The more complex stored procedures are more complex for the SQL server to compile
correctly and execute quickly and efficiently.
Even in the big stored procedure you have to either have to have several copies of the query or add lots of CASEs and IFs in it which reduce performance. So you don't really gain much from lumping everything together.
From my personal experience I also consider large SQL sp code with lots of branches more difficult to maintain that several smaller and straightforward sprocs.
You could consider using views and UDFs to reduce copy-pasting of the query code.
Saying that if you don't care about performance (intranet app, the queries are not that heavy, don't run that often) you might find having a universal sproc quite handy.
I would treat stored procedures much in the same way as I would a method on a class. It ought to do one thing and do it simply. Consider applying the same sorts of refactoring/code smell rules to your stored procedures that you would to your application code.
I prefer GetXByDate, GetXByUser, ... for simple stored procedures, on the basis they will require little maintenance anyway, and in this situation I think it is easier to maintain duplicate code than complicated code.
Of course, if you have more complicated stored procedures, this may not be true. GetAndProcessXByDate may be better reduced to GetXByDate, GetXByUser, ... which call another stored proc ProcessX.
So I guess the definitive answer is: it depends... :)
I second #tvanfosson.
However, I would add that you can do both: have a multi-use sproc (e.g. GetX) which contains the essential logic for a whole class of queries, and wrap it up in a series of smaller sprocs (GetXY, GetXZ) which execute the big one, passing in the appropriate parameters.
This means that you Don't Repeat Yourself, but you can also provide a simple interface to the client apps: an app which only ever calls GetXY doesn't have to know about GetXZ.

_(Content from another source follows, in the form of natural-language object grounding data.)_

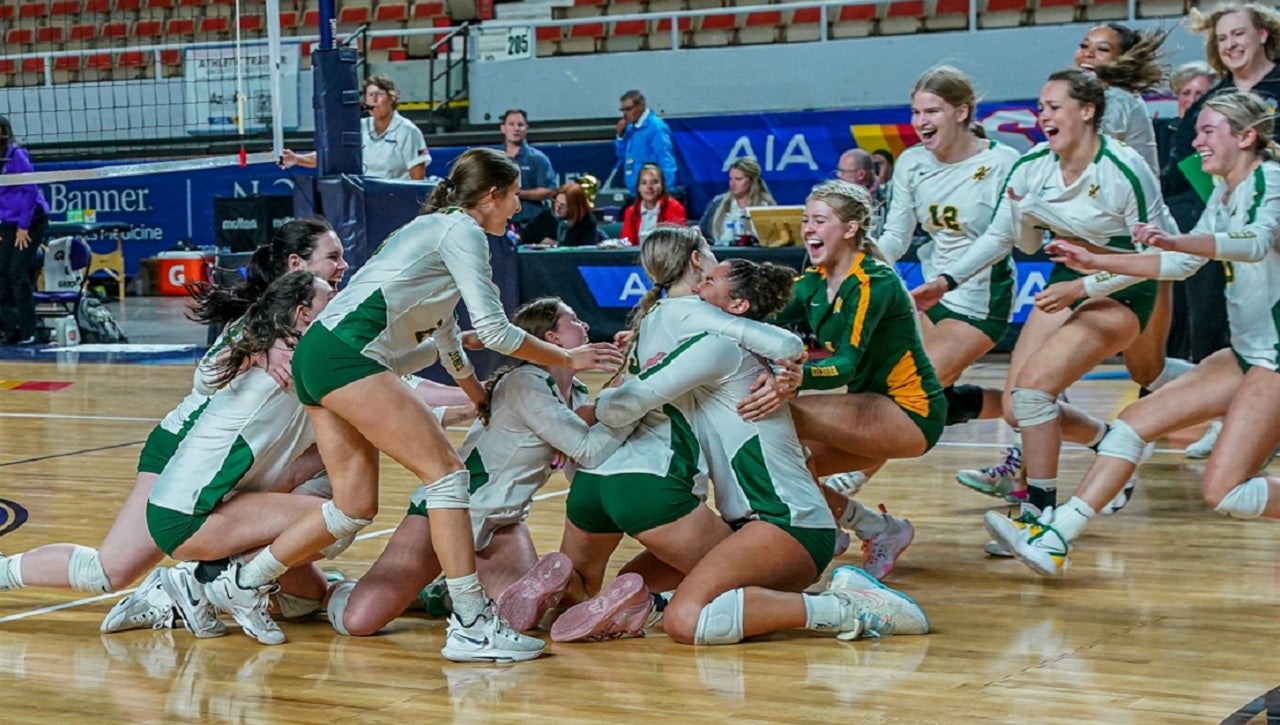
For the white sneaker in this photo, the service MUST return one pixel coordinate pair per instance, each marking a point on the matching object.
(846, 483)
(488, 639)
(873, 609)
(1033, 541)
(247, 606)
(881, 552)
(188, 596)
(1205, 446)
(149, 606)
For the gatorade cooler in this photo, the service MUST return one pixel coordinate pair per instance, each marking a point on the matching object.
(177, 269)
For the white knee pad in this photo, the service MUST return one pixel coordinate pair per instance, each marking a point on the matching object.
(293, 606)
(721, 621)
(452, 491)
(338, 605)
(1123, 442)
(85, 571)
(337, 547)
(1033, 407)
(1246, 501)
(339, 524)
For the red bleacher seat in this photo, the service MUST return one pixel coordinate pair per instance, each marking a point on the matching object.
(181, 27)
(64, 8)
(37, 9)
(51, 35)
(82, 33)
(147, 28)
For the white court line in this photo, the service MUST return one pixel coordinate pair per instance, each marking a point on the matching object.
(123, 593)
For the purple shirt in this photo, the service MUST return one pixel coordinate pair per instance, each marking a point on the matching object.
(18, 203)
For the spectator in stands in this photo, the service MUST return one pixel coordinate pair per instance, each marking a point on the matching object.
(568, 223)
(393, 147)
(643, 138)
(858, 167)
(536, 176)
(883, 167)
(725, 220)
(23, 218)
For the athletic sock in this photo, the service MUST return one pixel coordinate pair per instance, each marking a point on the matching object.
(467, 596)
(1072, 518)
(263, 570)
(823, 611)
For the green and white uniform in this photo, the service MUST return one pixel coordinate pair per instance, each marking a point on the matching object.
(757, 468)
(1114, 192)
(1246, 228)
(511, 457)
(243, 438)
(873, 337)
(658, 475)
(954, 205)
(402, 296)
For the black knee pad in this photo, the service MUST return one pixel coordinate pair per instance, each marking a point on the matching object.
(964, 404)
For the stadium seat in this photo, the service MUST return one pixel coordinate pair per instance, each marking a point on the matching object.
(548, 40)
(626, 35)
(947, 16)
(1054, 12)
(760, 27)
(851, 21)
(713, 31)
(1106, 9)
(1004, 13)
(805, 26)
(583, 39)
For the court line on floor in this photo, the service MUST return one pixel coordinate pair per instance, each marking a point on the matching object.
(122, 593)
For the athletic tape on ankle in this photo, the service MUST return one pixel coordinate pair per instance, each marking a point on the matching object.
(339, 524)
(1033, 407)
(452, 491)
(85, 571)
(1121, 442)
(721, 621)
(1246, 501)
(338, 605)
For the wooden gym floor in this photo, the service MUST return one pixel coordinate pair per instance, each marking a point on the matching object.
(1166, 614)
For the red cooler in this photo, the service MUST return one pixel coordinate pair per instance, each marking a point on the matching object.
(177, 269)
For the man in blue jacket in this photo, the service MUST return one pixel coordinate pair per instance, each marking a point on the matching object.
(643, 137)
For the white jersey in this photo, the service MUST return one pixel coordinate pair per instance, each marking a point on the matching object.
(757, 466)
(1128, 122)
(1246, 228)
(511, 457)
(408, 290)
(1114, 192)
(243, 439)
(664, 438)
(391, 155)
(954, 205)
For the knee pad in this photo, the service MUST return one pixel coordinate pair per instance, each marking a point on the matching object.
(85, 571)
(1033, 407)
(338, 605)
(721, 621)
(1246, 501)
(339, 524)
(964, 404)
(1121, 442)
(337, 547)
(293, 606)
(452, 491)
(316, 486)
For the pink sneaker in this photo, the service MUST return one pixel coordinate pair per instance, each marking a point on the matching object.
(620, 610)
(528, 598)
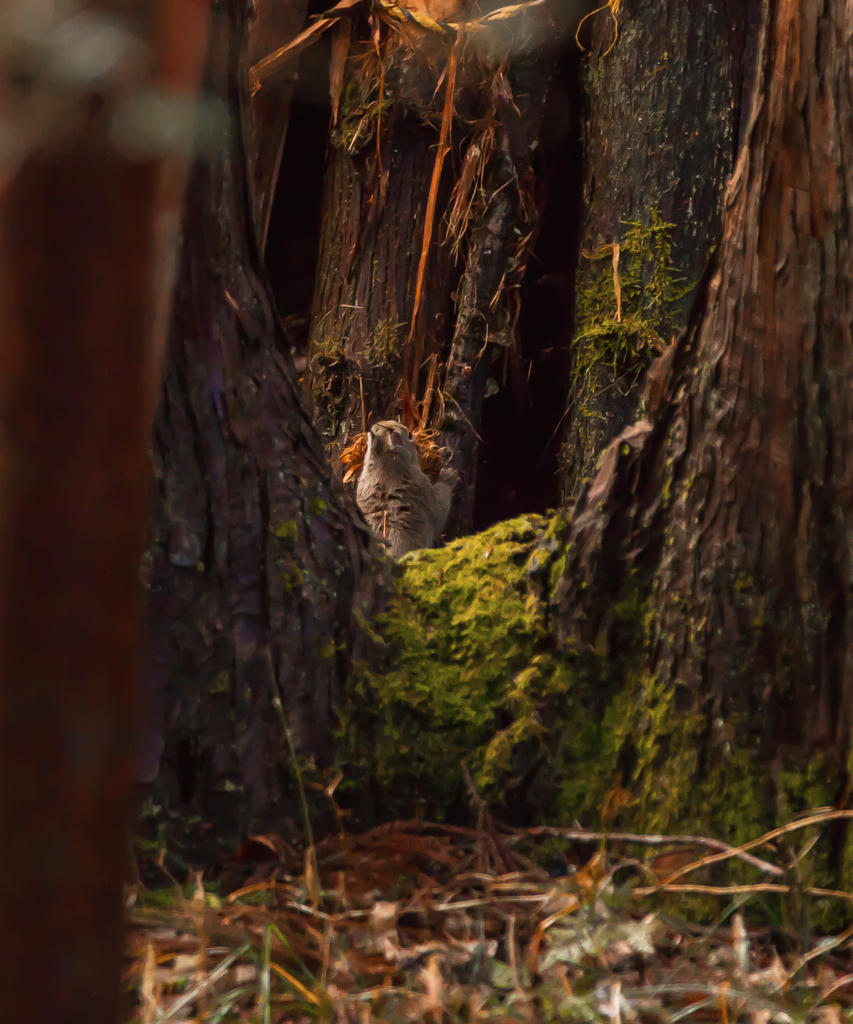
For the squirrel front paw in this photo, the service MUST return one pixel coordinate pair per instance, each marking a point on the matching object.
(450, 476)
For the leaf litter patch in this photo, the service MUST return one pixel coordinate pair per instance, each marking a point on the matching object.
(440, 924)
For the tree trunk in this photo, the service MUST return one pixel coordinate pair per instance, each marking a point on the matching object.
(396, 331)
(664, 97)
(273, 25)
(723, 515)
(84, 281)
(258, 569)
(676, 654)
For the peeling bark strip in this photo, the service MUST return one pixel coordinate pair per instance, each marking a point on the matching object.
(84, 265)
(259, 569)
(660, 139)
(729, 509)
(274, 23)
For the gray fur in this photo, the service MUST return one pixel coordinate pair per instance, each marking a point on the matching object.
(399, 502)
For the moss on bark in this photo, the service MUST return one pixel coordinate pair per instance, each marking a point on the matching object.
(470, 671)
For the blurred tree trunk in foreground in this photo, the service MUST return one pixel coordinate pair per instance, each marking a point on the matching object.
(664, 105)
(84, 279)
(423, 247)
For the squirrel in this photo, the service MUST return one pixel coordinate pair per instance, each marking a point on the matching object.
(401, 505)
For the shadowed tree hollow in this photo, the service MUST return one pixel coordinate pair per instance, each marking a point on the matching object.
(674, 649)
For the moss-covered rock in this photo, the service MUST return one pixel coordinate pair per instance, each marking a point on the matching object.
(469, 671)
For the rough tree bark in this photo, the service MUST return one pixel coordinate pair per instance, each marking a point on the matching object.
(258, 568)
(727, 509)
(371, 351)
(84, 282)
(675, 653)
(664, 104)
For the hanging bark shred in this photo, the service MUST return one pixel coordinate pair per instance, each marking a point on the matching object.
(659, 140)
(257, 563)
(84, 275)
(274, 23)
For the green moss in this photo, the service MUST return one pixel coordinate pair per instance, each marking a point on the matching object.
(384, 343)
(469, 674)
(651, 298)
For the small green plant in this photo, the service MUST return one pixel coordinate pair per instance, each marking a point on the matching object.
(629, 305)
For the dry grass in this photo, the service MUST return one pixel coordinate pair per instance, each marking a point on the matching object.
(431, 455)
(415, 922)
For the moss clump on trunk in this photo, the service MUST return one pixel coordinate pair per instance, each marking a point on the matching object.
(470, 671)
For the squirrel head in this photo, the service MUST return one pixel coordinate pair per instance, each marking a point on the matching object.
(389, 439)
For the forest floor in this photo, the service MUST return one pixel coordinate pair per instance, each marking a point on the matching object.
(416, 922)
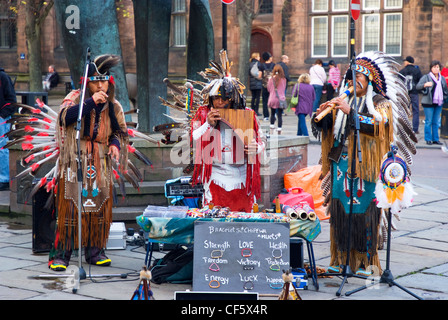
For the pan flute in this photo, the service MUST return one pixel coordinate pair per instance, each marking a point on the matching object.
(241, 121)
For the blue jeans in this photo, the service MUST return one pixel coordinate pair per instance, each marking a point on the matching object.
(4, 153)
(318, 91)
(432, 116)
(301, 128)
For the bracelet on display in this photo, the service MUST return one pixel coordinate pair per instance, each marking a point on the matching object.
(276, 286)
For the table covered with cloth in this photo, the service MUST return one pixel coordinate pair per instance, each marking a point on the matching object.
(181, 230)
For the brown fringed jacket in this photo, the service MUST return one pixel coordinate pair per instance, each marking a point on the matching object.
(101, 126)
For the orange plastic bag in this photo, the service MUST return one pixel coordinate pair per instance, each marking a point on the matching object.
(308, 179)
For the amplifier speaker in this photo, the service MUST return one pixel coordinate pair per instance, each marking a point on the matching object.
(296, 253)
(44, 222)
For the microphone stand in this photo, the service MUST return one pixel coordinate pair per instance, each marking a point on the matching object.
(81, 272)
(387, 276)
(346, 270)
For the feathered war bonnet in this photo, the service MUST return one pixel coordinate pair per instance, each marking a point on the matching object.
(384, 79)
(222, 84)
(99, 69)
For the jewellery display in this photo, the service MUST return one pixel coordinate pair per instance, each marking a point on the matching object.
(276, 285)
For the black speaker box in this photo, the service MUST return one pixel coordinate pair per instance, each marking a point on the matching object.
(296, 253)
(44, 222)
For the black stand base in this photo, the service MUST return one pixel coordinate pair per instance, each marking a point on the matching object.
(388, 278)
(346, 273)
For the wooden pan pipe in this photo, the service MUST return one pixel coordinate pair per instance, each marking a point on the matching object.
(241, 121)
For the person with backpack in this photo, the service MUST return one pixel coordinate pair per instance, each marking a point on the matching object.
(435, 90)
(255, 77)
(412, 76)
(267, 66)
(277, 99)
(7, 98)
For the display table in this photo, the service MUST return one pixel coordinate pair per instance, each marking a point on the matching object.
(181, 231)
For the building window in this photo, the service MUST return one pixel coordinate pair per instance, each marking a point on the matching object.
(320, 36)
(320, 5)
(392, 34)
(8, 28)
(393, 4)
(371, 32)
(340, 36)
(179, 27)
(266, 7)
(371, 4)
(340, 5)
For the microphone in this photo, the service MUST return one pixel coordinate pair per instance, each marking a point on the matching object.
(88, 55)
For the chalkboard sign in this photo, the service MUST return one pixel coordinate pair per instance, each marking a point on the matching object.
(240, 256)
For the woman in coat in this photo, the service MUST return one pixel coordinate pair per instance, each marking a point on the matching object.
(276, 88)
(434, 89)
(305, 102)
(255, 82)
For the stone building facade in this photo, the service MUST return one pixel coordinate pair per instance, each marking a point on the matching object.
(302, 29)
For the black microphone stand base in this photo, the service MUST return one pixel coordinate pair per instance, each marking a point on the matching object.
(387, 276)
(346, 273)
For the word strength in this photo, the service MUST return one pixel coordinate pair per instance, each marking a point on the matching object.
(236, 229)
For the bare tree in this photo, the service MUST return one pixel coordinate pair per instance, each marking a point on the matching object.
(247, 11)
(35, 12)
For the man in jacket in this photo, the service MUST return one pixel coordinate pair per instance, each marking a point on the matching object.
(413, 74)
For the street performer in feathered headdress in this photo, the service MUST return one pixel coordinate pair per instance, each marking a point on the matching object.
(382, 105)
(228, 169)
(103, 146)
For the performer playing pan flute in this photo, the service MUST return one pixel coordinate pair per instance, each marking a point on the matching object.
(382, 102)
(228, 168)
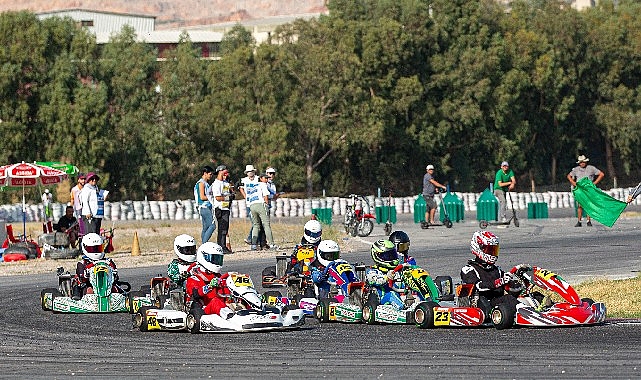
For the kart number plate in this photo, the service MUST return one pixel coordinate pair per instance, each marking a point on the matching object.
(545, 274)
(241, 280)
(441, 317)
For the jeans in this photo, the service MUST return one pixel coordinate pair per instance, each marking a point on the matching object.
(209, 225)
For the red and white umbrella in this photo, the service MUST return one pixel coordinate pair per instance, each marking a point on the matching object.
(29, 175)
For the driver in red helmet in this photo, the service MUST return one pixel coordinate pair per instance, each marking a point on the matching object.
(494, 286)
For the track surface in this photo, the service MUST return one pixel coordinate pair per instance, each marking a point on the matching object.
(34, 343)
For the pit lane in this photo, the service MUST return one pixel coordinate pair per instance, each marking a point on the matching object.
(34, 343)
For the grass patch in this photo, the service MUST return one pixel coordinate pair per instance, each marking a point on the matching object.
(621, 297)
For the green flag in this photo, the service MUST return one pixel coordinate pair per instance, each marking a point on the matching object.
(599, 205)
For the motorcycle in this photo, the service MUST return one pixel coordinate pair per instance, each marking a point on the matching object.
(356, 220)
(102, 300)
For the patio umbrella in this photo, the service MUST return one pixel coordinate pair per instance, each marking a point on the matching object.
(67, 168)
(29, 175)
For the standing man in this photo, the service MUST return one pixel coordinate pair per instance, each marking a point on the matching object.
(75, 202)
(201, 188)
(89, 201)
(222, 197)
(579, 172)
(504, 181)
(258, 198)
(47, 198)
(429, 189)
(246, 185)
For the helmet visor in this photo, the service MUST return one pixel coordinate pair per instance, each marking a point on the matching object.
(402, 247)
(215, 259)
(313, 235)
(94, 248)
(491, 250)
(389, 255)
(331, 256)
(189, 250)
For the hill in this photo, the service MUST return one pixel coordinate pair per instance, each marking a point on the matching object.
(172, 14)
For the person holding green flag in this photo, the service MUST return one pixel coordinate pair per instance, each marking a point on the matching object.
(583, 170)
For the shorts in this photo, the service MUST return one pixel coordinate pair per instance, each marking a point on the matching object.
(430, 203)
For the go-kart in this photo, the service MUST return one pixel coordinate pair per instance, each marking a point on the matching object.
(102, 300)
(535, 310)
(250, 314)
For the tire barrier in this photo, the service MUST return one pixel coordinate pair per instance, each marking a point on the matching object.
(287, 207)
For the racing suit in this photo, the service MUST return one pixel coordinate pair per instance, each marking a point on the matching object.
(179, 271)
(490, 281)
(83, 272)
(199, 289)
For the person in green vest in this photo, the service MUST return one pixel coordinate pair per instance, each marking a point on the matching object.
(504, 181)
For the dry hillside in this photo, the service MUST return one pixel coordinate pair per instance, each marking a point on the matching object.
(178, 13)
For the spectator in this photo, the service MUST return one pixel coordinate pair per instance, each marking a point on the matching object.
(201, 188)
(429, 189)
(75, 201)
(579, 172)
(504, 181)
(258, 198)
(47, 198)
(89, 201)
(222, 197)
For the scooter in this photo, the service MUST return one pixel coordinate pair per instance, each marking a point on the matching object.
(484, 223)
(447, 222)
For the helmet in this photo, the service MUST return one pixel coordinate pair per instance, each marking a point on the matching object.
(384, 254)
(327, 252)
(210, 257)
(313, 231)
(485, 246)
(401, 240)
(92, 246)
(185, 248)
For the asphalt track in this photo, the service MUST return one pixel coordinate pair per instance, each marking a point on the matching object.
(38, 344)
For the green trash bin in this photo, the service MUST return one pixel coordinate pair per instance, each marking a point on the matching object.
(382, 212)
(419, 209)
(324, 215)
(455, 208)
(487, 207)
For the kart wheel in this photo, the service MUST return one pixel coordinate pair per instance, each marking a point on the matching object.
(140, 319)
(356, 298)
(502, 316)
(54, 292)
(193, 320)
(424, 314)
(365, 228)
(590, 301)
(322, 309)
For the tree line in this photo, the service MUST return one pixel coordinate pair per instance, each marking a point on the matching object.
(359, 99)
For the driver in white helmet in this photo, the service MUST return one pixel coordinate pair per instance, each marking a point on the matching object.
(206, 286)
(494, 286)
(313, 231)
(180, 268)
(93, 251)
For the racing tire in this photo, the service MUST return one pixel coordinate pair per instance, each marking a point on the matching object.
(54, 293)
(356, 298)
(502, 316)
(424, 314)
(365, 228)
(272, 293)
(140, 319)
(321, 312)
(590, 301)
(193, 320)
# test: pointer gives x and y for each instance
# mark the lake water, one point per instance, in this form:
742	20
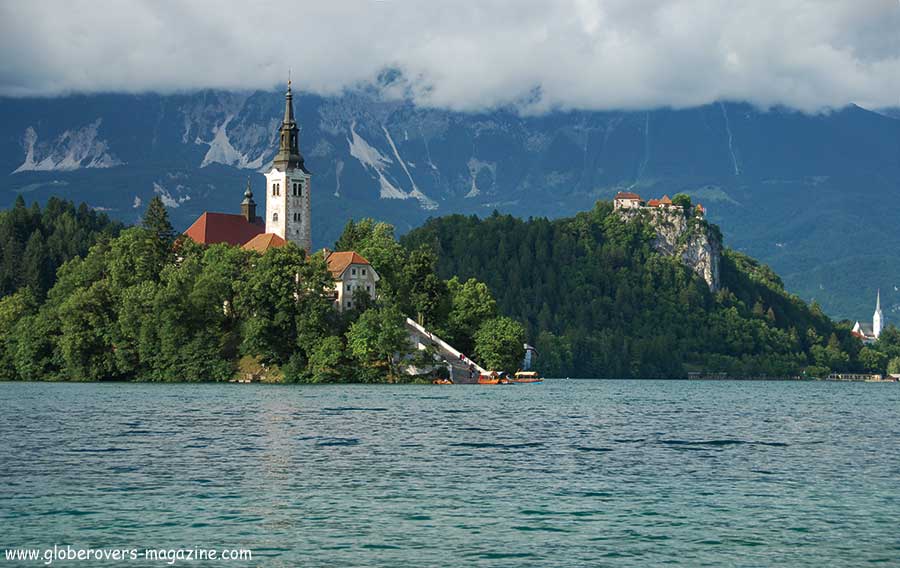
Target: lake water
566	473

We use this approach sometimes.
One advantage of the single stored proc if you're using a generated C# data access layer like LinqToSQL a single class is generated to represent your resultset.
AJs approach gives you the best of both worlds. The pain of having to maintain repeated code across several sprocs cannot be overstated.
Build Sproc and UDF modules for common use, and call them from task-specific sprocs.
Who/what will be calling these stored procedures? I wouldn't write stored procedures for SELECT statements normally, precisely because there are lots of different SELECT statements you might want, including joins to other tables etc.